What those two stories have in common is a prioritisation of the worker’s health over the production of the game. While a certain video game might look like something people would sacrifice for, due to their passion and devotion to the field and to their craft, it must be remembered that they are people at the end of the day that deserve mental health, respite, and social lives.  

A key part of this story is what the research actually has to say about the necessity of crunch time, which may surprise many. Crunch in the video gaming industry began attracting attention in 2004 and is still a phenomenon we encounter today. In 2005, just a couple of months after ea_spouse’s article, the International Game Developer Association put forward a study entitled “Why Crunch Mode Doesn’t Work: Six Lessons 2005.” The key lessons are as follows:

Lesson One:

Productivity varies over the course of the workday, with the greatest productivity occurring in the first four to six hours. After enough hours, productivity approaches zero; eventually it becomes negative.

Lesson Two:

Productivity is hard to quantify for knowledge workers.

Lesson Three:

Five-day weeks of eight-hour days maximize long-term output in every industry that has been studied over the past century. What makes us think that our industry is somehow exempt from this rule?

Lesson Four:

At 60 hours per week, the loss of productivity caused by working longer hours overwhelms the extra hours worked within a couple of months.

Lesson Five:

Continuous work reduces cognitive function 25% for every 24 hours. Multiple consecutive overnighters have a severe cumulative effect.

Lesson Six:

Error rates climb with hours worked and especially with loss of sleep. Eventually the odds catch up with you, and catastrophe occurs. When schedules are tight and budgets are big, is this a risk you can really afford to take?


These lessons reveal that the demands of crunch don’t necessarily lead to great products. Take, for example, the job of a student of writing an essay: it might come easily in the first four-to-five hours of work, but after ten, twelve, fourteen hours straight, it becomes heavy and unbearable. The student is rendered impatient, and might rush to get it done as soon as possible, making more errors as their creativity and drive depletes. If this is the case with crunch in the gaming industry, why does it still prevail? As displayed by the diminishing returns to productivity that the research shows, working more does not necessarily make the finished product much better, it only serves to make some developers’ lives more miserable.

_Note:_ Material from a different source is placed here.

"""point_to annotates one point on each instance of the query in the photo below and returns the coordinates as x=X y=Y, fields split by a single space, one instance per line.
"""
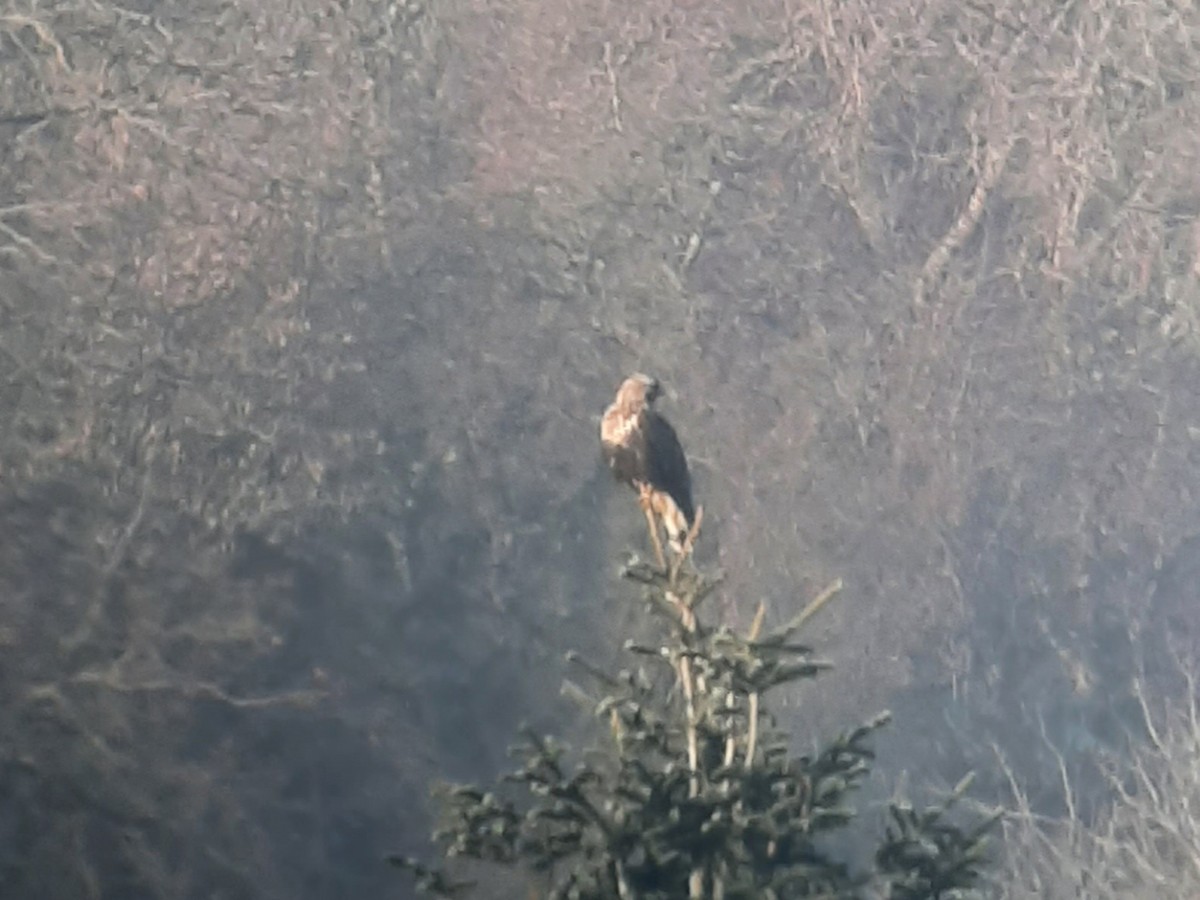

The culture surrounding the video game industry is still very powerful and contains its flaws. The dynamics of the industry promote working harder than your peers, giving up your free time to your job, and being willing to sacrifice everything for the game. Working in the video game industry is often a passion job that requires one to not only have highly adept coding skills, but also be engaged actively in playing, discussing, and debating video games. Thus, working in the industry is still a dream job for many, which allows them to ignore, or put aside, some of the wrongdoings. But what happens when crunch becomes too much or when people want to change it? Some end up in therapy, others move jobs, and some simply quit the industry as a whole. But for some, the crisis of overtime allowed them to come together, to realise the structural exploitation of the workers, and use their collective power to fight against it.